- President Trump said he will nominate Christopher A. Wray to lead the FBI.
- Wray led the Enron Task Force when he was with the Department of Justice.
- He represented New Jersey Gov. Chris Christie during the investigation into the George Washington Bridge lane-closing case.
Christopher A. Wray, President Donald Trump's pick to succeed James Comey as FBI director, led the federal investigation of Enron and represented Gov. Chris Christie in the Bridgegate scandal.
In a tweet Wednesday morning, Trump said Wray had "impeccable credentials."
Wray was nominated by President George W. Bush as assistant attorney general in charge of the Criminal Division, according to the Justice Department. He held that job from 2003 to 2005.
Wray, a Yale Law School graduate, served on the President's Corporate Fraud Task Force and oversaw the Enron Task Force and other major fraud investigations, according to the Washington law firm King & Spaulding, where he is a litigation partner.
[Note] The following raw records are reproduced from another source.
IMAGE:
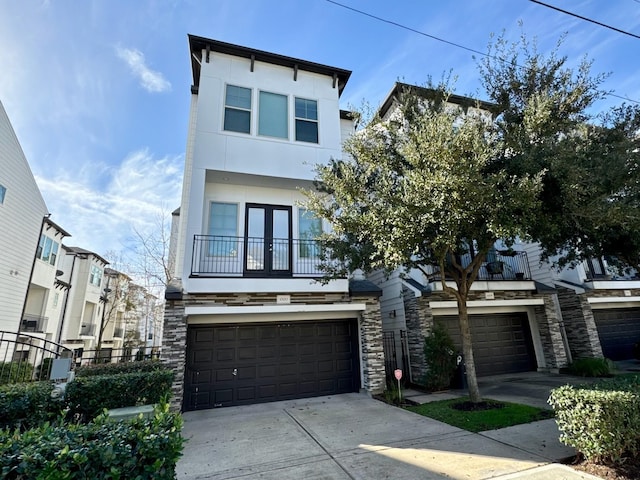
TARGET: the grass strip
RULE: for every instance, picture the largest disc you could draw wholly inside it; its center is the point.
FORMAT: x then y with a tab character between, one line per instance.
503	414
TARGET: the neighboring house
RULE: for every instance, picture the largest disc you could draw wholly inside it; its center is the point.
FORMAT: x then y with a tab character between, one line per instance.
600	307
22	213
515	324
45	295
83	304
246	320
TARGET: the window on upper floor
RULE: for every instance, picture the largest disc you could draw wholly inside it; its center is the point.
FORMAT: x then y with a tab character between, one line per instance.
95	275
306	120
223	227
237	110
273	112
309	228
47	250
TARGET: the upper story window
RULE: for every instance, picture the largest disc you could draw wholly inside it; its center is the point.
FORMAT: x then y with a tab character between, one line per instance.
223	222
237	109
272	115
95	276
47	250
309	228
306	120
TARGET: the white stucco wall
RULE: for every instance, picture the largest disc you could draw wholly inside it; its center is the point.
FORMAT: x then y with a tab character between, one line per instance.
21	216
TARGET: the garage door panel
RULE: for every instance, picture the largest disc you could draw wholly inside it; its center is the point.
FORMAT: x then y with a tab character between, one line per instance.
619	330
501	342
272	362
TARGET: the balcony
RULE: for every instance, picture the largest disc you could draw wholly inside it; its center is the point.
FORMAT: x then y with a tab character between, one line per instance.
224	256
499	265
87	330
33	323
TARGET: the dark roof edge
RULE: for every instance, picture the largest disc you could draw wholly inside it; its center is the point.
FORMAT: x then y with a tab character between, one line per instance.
453	98
197	44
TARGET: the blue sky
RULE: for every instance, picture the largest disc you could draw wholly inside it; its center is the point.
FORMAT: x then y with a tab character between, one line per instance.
98	90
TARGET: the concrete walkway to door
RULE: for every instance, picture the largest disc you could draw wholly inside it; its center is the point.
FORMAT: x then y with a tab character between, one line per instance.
345	437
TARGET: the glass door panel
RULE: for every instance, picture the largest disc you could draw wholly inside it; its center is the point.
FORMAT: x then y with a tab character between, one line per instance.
268	240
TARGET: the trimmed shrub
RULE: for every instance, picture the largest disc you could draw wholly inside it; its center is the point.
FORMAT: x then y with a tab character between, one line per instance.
601	421
14	372
117	368
88	396
141	448
440	357
25	405
592	367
Wray specializes in white collar law and internal investigations, according to the Justice Department site. He represented the New Jersey governor in the scandal surrounding the closing of lanes on the George Washington Bridge in 2013 as a way to attack political opponents. Christie was never charged but two of his allies were convicted.
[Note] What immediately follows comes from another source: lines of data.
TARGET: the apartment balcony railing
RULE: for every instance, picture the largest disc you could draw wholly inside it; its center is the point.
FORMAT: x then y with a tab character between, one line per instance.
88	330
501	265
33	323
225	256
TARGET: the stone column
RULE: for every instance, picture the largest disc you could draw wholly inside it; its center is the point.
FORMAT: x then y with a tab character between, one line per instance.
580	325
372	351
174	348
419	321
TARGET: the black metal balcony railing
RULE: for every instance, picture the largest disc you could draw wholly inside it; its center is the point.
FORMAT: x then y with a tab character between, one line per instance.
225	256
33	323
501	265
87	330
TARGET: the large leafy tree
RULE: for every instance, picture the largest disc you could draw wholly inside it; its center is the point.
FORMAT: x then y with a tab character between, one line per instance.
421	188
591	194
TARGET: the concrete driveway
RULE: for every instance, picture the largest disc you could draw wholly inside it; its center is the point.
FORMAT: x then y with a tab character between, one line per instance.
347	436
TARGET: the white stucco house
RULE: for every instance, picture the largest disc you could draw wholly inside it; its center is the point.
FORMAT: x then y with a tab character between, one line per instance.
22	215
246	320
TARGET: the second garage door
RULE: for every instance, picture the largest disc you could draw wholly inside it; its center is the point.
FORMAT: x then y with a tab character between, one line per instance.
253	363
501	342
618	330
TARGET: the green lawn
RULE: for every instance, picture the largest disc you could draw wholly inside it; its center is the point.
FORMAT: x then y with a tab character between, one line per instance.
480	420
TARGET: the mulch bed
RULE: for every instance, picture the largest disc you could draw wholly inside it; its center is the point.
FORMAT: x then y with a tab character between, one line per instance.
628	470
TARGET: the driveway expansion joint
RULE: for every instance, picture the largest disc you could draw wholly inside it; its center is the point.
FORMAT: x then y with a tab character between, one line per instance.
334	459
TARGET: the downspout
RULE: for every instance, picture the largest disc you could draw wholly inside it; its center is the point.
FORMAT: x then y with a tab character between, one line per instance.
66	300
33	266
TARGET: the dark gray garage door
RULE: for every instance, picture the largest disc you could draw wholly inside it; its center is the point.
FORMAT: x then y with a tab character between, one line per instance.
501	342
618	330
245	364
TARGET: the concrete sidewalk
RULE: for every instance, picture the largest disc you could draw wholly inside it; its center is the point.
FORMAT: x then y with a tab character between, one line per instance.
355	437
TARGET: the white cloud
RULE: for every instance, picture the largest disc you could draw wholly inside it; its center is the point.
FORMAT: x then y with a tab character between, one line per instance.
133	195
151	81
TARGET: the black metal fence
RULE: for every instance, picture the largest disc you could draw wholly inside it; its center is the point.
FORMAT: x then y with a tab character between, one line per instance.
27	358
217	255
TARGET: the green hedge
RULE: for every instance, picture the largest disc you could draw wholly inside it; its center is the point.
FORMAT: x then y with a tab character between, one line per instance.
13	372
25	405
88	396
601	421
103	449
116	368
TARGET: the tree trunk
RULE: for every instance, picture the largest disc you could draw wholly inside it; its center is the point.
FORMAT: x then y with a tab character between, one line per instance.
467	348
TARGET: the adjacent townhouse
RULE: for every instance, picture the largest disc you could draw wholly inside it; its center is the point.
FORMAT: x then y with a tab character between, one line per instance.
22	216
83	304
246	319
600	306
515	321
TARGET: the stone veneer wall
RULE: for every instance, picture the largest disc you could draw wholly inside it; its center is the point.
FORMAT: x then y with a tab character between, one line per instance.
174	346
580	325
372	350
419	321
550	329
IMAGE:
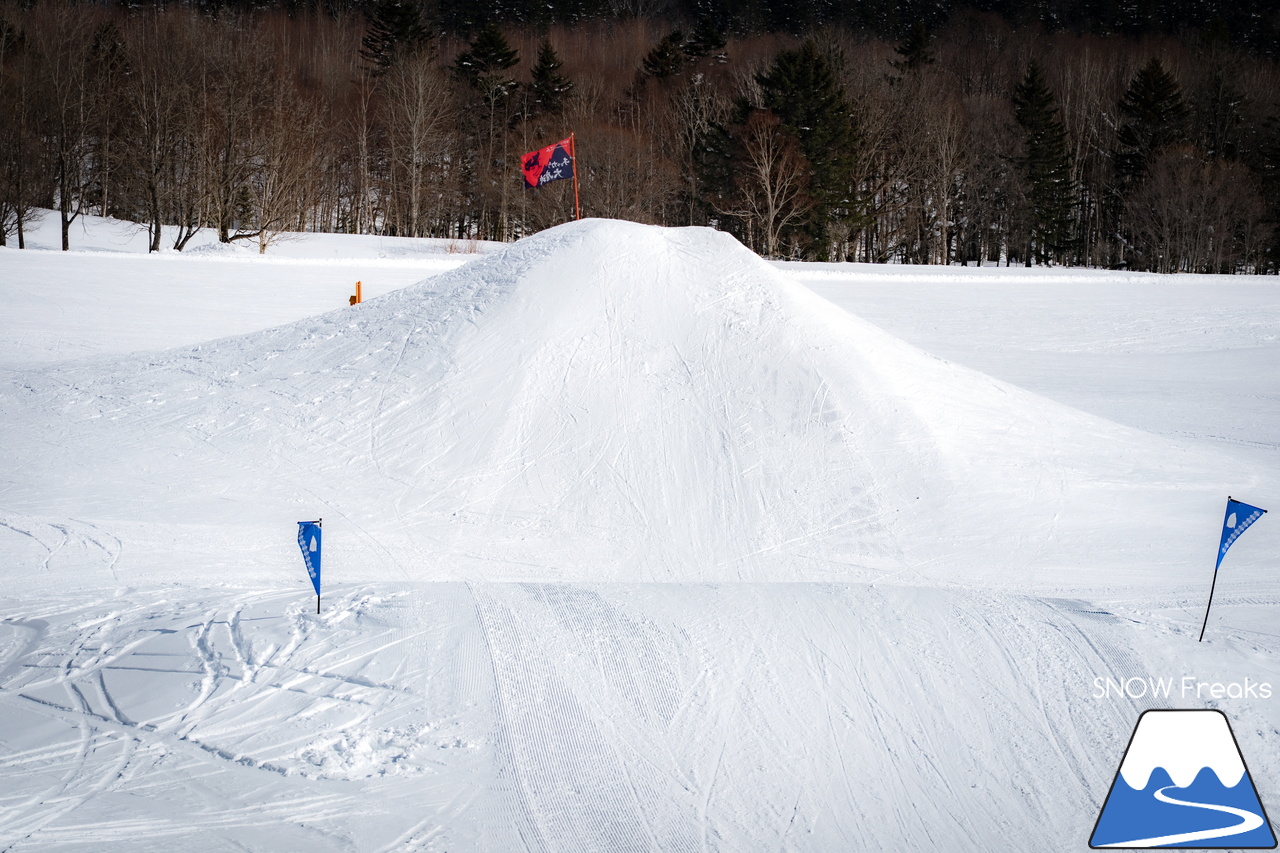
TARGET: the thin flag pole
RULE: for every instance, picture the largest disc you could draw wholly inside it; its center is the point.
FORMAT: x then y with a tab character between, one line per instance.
1210	605
320	524
572	147
1238	525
Before Wray became an assistant attorney general at the Justice Department, he was principal associate deputy attorney General.
Trump's announcement came the day before Comey appears before the Senate Intelligence Committee. In the highly anticipated hearing, Comey will almost certainly be asked whether Trump tried to get him to back off a probe into former national security advisor Michael Flynn.
Trump's tweet also came just hours before acting FBI Director Andrew McCabe and other top intelligence officials testify before the committee. Director of National Intelligence Dan Coats will likely be asked about a Washington Post report that he told associates that Trump asked him if he could persuade Comey to ease off Flynn.